Aussi, le Bid'ah a une incidence directe et néfaste sur le Dîne et le Moubaarak (béni) Sounnah de Raçouloullah (Sallallaahou A'laihi Wasallam). En effet, dans un hadîce de Baihaqui rapporté dans Mishkaat Charîf, Raçouloullah (Sallallaahou A'laihi Wasallam) dit :

"Celui qui témoigne de l'estime pour un auteur de Bid'ah, c'est comme s'il a aidé à la démolition de Dîne."

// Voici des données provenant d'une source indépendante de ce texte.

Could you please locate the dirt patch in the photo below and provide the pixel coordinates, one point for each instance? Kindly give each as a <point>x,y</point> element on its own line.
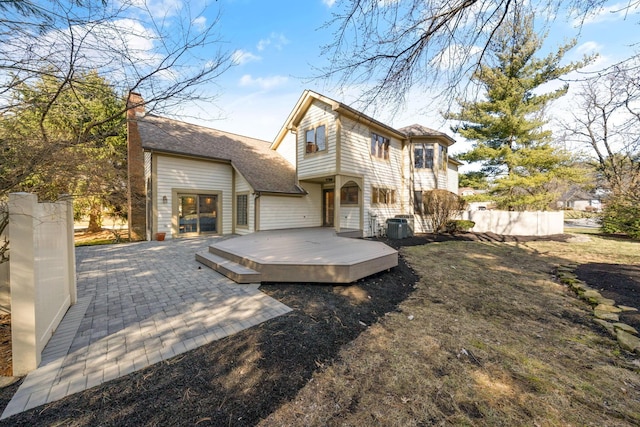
<point>245,378</point>
<point>618,282</point>
<point>242,378</point>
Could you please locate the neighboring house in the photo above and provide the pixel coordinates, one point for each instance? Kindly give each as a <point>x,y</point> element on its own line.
<point>329,165</point>
<point>475,206</point>
<point>580,200</point>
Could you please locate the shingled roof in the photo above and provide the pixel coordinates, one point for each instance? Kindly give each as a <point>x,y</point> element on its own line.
<point>416,130</point>
<point>264,169</point>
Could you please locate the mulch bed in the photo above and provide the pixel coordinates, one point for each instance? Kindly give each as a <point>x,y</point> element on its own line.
<point>243,378</point>
<point>618,282</point>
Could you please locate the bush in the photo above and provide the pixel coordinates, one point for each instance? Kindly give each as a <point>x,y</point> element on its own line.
<point>459,225</point>
<point>441,206</point>
<point>622,215</point>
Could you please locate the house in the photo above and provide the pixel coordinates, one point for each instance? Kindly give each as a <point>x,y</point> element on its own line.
<point>329,166</point>
<point>580,200</point>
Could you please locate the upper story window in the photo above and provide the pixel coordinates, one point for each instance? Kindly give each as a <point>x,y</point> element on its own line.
<point>423,156</point>
<point>383,196</point>
<point>379,146</point>
<point>443,157</point>
<point>349,194</point>
<point>316,139</point>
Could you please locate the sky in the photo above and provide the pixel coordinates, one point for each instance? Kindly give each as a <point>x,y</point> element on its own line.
<point>277,45</point>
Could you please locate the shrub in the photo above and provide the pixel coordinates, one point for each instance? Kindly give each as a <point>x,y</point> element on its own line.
<point>441,206</point>
<point>459,225</point>
<point>621,215</point>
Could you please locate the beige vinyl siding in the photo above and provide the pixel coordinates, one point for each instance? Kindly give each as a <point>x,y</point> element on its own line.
<point>287,148</point>
<point>357,160</point>
<point>350,217</point>
<point>243,187</point>
<point>323,162</point>
<point>424,179</point>
<point>147,165</point>
<point>280,212</point>
<point>442,179</point>
<point>452,178</point>
<point>197,175</point>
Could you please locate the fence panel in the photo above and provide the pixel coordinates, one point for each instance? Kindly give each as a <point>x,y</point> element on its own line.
<point>42,274</point>
<point>517,223</point>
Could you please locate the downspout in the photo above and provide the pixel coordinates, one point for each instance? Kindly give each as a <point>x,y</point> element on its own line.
<point>256,211</point>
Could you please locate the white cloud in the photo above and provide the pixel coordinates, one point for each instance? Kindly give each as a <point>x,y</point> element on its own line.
<point>455,55</point>
<point>157,8</point>
<point>263,83</point>
<point>241,57</point>
<point>614,12</point>
<point>277,40</point>
<point>588,48</point>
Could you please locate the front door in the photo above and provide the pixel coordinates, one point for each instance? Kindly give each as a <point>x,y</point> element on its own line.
<point>197,213</point>
<point>327,207</point>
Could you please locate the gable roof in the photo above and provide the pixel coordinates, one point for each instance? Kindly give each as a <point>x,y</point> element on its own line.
<point>305,101</point>
<point>264,169</point>
<point>308,96</point>
<point>417,131</point>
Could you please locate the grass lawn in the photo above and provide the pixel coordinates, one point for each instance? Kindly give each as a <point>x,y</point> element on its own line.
<point>488,337</point>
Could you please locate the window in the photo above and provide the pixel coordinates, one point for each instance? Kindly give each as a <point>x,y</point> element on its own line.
<point>316,139</point>
<point>383,196</point>
<point>349,195</point>
<point>423,156</point>
<point>242,210</point>
<point>417,202</point>
<point>443,157</point>
<point>379,146</point>
<point>197,213</point>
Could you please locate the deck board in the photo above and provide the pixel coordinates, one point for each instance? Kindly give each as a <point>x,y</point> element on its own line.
<point>307,255</point>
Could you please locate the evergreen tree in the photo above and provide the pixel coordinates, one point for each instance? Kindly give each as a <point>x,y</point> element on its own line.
<point>507,127</point>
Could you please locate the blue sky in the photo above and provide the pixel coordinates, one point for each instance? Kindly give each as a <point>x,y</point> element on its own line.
<point>277,44</point>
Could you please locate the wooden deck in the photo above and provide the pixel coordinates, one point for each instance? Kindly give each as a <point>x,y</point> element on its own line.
<point>307,255</point>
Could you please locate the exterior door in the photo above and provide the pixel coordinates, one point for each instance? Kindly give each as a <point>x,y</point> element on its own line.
<point>197,213</point>
<point>327,207</point>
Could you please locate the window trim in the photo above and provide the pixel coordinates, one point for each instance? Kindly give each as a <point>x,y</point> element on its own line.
<point>344,192</point>
<point>428,162</point>
<point>311,147</point>
<point>246,213</point>
<point>379,146</point>
<point>389,193</point>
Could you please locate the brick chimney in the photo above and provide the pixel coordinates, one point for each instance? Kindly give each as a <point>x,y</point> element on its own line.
<point>137,200</point>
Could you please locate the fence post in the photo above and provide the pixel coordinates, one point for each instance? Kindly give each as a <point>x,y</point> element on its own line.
<point>22,217</point>
<point>71,250</point>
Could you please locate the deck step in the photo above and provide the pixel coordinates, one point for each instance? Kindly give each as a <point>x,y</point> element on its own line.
<point>234,271</point>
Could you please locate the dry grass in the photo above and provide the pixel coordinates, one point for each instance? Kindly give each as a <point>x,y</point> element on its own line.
<point>487,338</point>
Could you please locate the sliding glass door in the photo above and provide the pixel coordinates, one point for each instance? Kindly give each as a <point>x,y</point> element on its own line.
<point>197,213</point>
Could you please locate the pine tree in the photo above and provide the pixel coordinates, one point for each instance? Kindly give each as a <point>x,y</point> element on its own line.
<point>507,127</point>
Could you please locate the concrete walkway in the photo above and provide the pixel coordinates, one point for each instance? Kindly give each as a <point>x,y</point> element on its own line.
<point>138,304</point>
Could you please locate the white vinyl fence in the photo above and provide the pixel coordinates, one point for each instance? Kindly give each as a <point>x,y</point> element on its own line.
<point>516,223</point>
<point>42,274</point>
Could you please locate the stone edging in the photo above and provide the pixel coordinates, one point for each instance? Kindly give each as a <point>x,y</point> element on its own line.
<point>605,310</point>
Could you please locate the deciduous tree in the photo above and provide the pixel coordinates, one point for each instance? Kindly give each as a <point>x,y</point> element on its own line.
<point>73,153</point>
<point>389,47</point>
<point>606,127</point>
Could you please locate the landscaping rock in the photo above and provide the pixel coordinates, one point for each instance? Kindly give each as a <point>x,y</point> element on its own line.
<point>608,326</point>
<point>625,327</point>
<point>627,341</point>
<point>605,315</point>
<point>608,308</point>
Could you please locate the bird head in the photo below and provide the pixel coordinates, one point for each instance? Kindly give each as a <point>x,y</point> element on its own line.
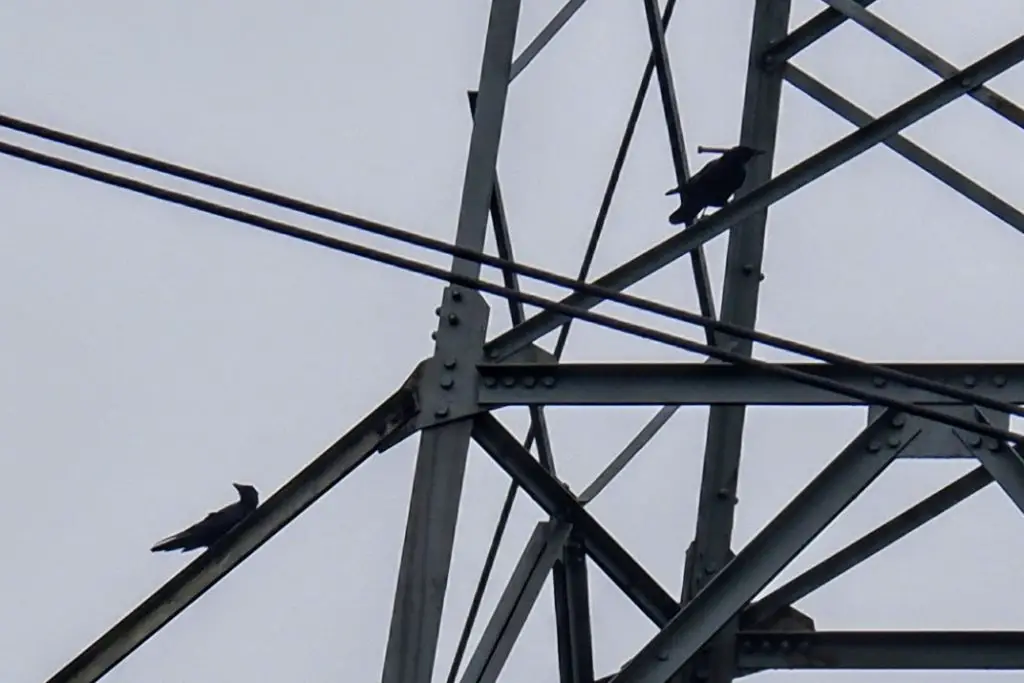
<point>247,494</point>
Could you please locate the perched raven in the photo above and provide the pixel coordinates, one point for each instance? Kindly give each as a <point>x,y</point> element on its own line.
<point>204,534</point>
<point>713,184</point>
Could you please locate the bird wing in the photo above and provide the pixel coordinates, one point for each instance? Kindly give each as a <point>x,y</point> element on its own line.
<point>220,520</point>
<point>706,170</point>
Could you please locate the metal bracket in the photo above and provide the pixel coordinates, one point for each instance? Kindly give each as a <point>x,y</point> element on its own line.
<point>941,441</point>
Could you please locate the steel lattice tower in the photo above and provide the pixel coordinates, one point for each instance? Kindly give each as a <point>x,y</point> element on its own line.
<point>719,629</point>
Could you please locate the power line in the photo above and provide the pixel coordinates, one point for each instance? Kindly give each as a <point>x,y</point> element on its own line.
<point>436,245</point>
<point>532,299</point>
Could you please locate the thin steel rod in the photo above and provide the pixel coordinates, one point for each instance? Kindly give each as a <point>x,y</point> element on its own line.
<point>547,34</point>
<point>564,309</point>
<point>926,57</point>
<point>806,35</point>
<point>904,147</point>
<point>869,544</point>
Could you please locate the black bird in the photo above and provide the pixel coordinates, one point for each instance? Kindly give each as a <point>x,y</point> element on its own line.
<point>205,532</point>
<point>713,184</point>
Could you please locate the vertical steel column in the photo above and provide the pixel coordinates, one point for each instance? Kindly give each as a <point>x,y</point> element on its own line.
<point>440,465</point>
<point>711,548</point>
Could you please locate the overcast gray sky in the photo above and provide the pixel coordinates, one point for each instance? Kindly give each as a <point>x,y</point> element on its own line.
<point>153,355</point>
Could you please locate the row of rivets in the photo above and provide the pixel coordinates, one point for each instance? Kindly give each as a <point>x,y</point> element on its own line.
<point>446,381</point>
<point>969,380</point>
<point>510,381</point>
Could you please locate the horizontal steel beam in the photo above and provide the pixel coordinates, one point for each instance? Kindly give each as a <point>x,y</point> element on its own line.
<point>704,384</point>
<point>883,649</point>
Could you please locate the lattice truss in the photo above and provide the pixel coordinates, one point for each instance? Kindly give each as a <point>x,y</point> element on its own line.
<point>716,631</point>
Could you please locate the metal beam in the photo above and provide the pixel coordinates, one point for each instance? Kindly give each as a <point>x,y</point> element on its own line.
<point>555,499</point>
<point>867,546</point>
<point>1001,460</point>
<point>769,552</point>
<point>547,34</point>
<point>926,57</point>
<point>440,466</point>
<point>284,506</point>
<point>503,241</point>
<point>806,35</point>
<point>778,187</point>
<point>711,548</point>
<point>930,164</point>
<point>576,648</point>
<point>711,384</point>
<point>883,649</point>
<point>517,600</point>
<point>677,145</point>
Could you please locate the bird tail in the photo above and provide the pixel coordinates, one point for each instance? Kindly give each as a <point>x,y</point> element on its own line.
<point>686,213</point>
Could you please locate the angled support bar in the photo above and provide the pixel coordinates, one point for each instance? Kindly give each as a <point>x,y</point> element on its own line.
<point>933,650</point>
<point>440,463</point>
<point>555,499</point>
<point>938,169</point>
<point>865,547</point>
<point>926,57</point>
<point>284,506</point>
<point>677,144</point>
<point>543,549</point>
<point>711,548</point>
<point>576,648</point>
<point>778,187</point>
<point>769,552</point>
<point>1001,460</point>
<point>545,37</point>
<point>707,383</point>
<point>806,35</point>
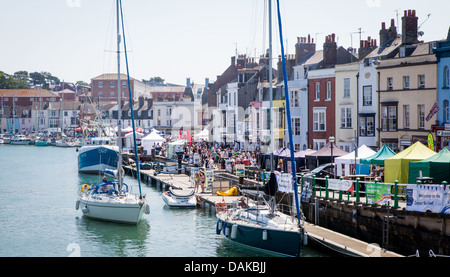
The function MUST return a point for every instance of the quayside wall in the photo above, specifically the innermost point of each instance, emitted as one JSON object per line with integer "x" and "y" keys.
{"x": 398, "y": 230}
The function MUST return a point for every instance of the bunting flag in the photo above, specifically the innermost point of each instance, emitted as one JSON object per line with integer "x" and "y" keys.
{"x": 433, "y": 111}
{"x": 189, "y": 137}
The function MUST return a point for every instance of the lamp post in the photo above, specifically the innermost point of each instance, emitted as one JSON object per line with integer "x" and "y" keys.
{"x": 331, "y": 139}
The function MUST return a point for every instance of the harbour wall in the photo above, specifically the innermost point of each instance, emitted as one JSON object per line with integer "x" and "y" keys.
{"x": 404, "y": 232}
{"x": 395, "y": 229}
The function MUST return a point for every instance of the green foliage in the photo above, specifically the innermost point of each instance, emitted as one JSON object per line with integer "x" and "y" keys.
{"x": 10, "y": 82}
{"x": 154, "y": 80}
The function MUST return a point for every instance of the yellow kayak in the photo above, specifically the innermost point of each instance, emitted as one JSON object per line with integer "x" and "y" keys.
{"x": 231, "y": 192}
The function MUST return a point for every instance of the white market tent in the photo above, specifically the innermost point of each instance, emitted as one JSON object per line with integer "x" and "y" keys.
{"x": 128, "y": 129}
{"x": 349, "y": 159}
{"x": 148, "y": 141}
{"x": 202, "y": 135}
{"x": 129, "y": 140}
{"x": 172, "y": 147}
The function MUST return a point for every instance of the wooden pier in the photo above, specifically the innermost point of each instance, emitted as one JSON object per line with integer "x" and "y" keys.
{"x": 317, "y": 235}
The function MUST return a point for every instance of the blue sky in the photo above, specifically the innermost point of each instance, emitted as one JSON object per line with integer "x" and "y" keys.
{"x": 176, "y": 39}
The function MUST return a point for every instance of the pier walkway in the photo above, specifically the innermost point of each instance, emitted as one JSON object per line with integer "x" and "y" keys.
{"x": 338, "y": 242}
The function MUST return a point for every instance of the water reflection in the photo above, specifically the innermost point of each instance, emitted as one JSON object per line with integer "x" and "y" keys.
{"x": 102, "y": 238}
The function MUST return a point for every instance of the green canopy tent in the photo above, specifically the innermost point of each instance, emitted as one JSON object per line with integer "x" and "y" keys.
{"x": 436, "y": 166}
{"x": 379, "y": 157}
{"x": 397, "y": 166}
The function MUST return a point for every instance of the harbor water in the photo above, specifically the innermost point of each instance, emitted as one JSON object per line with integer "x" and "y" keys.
{"x": 38, "y": 191}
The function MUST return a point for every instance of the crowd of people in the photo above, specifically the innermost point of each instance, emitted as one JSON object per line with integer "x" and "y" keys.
{"x": 213, "y": 155}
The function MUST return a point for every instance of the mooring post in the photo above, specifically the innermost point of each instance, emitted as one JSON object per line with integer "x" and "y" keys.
{"x": 395, "y": 194}
{"x": 314, "y": 185}
{"x": 357, "y": 190}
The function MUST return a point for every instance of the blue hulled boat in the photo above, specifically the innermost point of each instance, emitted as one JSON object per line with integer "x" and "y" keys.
{"x": 99, "y": 154}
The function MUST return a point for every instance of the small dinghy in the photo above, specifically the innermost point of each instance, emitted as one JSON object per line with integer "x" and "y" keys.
{"x": 180, "y": 200}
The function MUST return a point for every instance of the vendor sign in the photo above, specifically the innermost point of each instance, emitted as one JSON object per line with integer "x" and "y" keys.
{"x": 343, "y": 185}
{"x": 433, "y": 198}
{"x": 378, "y": 193}
{"x": 284, "y": 181}
{"x": 240, "y": 170}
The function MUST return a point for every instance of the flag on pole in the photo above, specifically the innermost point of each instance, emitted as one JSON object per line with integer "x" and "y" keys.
{"x": 433, "y": 111}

Jadis, c'était essentiellement les kouffaar qui faisaient tout pour démolir le Dîne. Mais depuis certain temps quelques musulmans sont venus prêter main forte à cette besogne infecte en s'adonnant au Bid'ah. Le Bid'ah contribue également à l'élimination, pour ne pas dire la mort, du Sounnah. Un hadîce de Raçouloullah (Sallallaahou A'laihi Wasallam) est clair là-dessus.

"Il n'y a pas un seul peuple qui pratique un Bid'ah sans qu'un Sounnah en retour de ce Bid'ah ne soit éliminé. Donc pratiquer un simple et petit Sounnah est meilleur qu'introduire un Bid'ah (apparemment bon)." (Mishkaat et Mousnad Ahmad)

Avis à toute personne qui proclame aimer son Dîne et Son Raçoul (Sallallaahou A'laihi Wasallam)!